C.M. : nous voulons nous enrichir des enseignements de la digitalisation en nous affranchissant du 100 % digital dont nous sommes tous un peu saturés. Il faut trouver une juste hybridation pour que le physique soit enrichi par le digital et que le digital prolonge le physique. Produire des événements consiste à animer des communautés. La crise pandémique a permis d’opérer une transformation extrêmement rapide et d’une ampleur inédite. L’hybride étant plus coûteux que le physique, il a aussi fallu apprendre à se fixer des objectifs plus raisonnables côté modèle économique… Il a fallu repenser le lieu, le temps et l’action. Nous avons complètement réécrit nos formats sur la forme et le fond pour alterner les propositions et prolonger la relation avec les communautés dans la durée. Aujourd’hui, un événement répond à un séquençage qui est travaillé comme une grille télé et nous arrivons à capter de nouvelles audiences. Plus de 50 000 entrepreneurs se sont connectés pendant les 48 heures de l’événement Go Entrepreneur (ex- Salon des Entrepreneurs, ndlr), organisé à Paris en juin. Malgré le 100 % digital, on y a trouvé un sentiment d’émulation entrepreneuriale formidable. Nous continuons à travailler pour créer sur le digital une expérience aussi riche – voire émotionnelle – qu’avec le physique.
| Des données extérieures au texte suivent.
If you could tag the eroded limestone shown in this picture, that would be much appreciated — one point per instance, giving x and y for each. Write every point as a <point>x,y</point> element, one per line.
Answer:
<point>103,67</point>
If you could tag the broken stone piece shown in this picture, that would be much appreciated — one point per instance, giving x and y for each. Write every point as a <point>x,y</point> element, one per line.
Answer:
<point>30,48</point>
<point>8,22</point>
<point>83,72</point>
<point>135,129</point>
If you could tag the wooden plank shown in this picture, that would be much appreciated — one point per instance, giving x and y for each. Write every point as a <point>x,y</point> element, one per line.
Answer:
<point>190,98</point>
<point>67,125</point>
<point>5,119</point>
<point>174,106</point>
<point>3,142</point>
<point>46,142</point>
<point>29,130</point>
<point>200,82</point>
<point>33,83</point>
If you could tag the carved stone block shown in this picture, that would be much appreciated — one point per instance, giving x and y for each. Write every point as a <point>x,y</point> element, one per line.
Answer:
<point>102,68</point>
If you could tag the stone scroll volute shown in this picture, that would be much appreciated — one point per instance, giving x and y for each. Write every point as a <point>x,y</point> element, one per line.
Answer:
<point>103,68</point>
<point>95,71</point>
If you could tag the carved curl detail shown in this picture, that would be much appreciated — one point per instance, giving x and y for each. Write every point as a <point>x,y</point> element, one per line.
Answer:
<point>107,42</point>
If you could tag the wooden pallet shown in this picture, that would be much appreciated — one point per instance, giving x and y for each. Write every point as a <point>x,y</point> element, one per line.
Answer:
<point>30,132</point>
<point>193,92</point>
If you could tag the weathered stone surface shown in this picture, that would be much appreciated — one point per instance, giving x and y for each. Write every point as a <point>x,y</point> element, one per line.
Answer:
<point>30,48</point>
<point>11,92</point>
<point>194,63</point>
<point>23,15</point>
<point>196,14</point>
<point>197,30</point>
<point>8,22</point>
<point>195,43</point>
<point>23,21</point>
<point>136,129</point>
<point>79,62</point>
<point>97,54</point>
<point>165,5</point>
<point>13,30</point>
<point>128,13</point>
Aujourd’hui, un événement répond à un séquençage travaillé comme une grille télé
IN : le secteur de la presse connaît, comme d’autres, un mouvement de concentration. Est-ce que cela pourrait impacter le marché, notamment dans les rapports régies-annonceurs ?
C.M. : la taille des groupes de presse, même en cas de rapprochement éventuel, resterait marginale par rapport à celle des Gafa… Je suis confiante car nous sommes adossés à un groupe solide qui nous permet d’investir et nous laisse du temps pour nous développer. Notre stratégie repose notamment sur deux grands médias natifs de presse quotidienne qui sont deux marques formidables en termes de résonance et de rayonnement et avec une stratégie de diversification qui fonctionne très bien. Le triptyque abonnement-publicité-service est vertueux. Les marques de presse quotidienne sont redevenues nécessaires et incontournables côté audience. Je suis convaincue que la transformation suivra sur la monétisation.
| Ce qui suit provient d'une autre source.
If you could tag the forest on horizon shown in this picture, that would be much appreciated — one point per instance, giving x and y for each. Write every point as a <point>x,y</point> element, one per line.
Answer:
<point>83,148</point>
IN : on voit à quel point la transformation du groupe Les Echos-Le Parisien vers un modèle plus responsable, également impulsée par son pdg Pierre Louette, est devenue importante dans votre feuille de route. D’où vient cet engagement personnel et dans quelle mesure aide-t-il à faire avancer ces convictions dans la sphère professionnelle ?
C.M. : cette volonté d’être utile et d’avoir de l’impact, je me l’applique d’abord à moi-même. Nous sommes à un moment historique et je suis fière de contribuer modestement à ce mouvement qui doit être à la fois collectif et individuel. Cela me tient très à cœur. Je pense à mes enfants – eux-mêmes très engagés et impliqués sur ces sujets – et aux générations à venir. Je suis heureuse de me dire que nous participons à accélérer la prise de conscience et à faciliter le passage à l’action. Pour traduire ces convictions au niveau professionnel, la transparence et la sincérité sont des accélérateurs incroyables. Il y a trois ans, nous avons porté ce discours et nous l’avons implémenté au sein du groupe. Nous sommes de plus en plus nombreux à défendre ces valeurs, à œuvrer pour les traduire en réalisations tangibles. Pour autant, je reste lucide. Même si nous nous sommes fixé une trajectoire, il est possible de faire des écarts. L’important est d’être transparent, de reconnaître ses erreurs et de réajuster pour continuer à avancer dans cette trajectoire.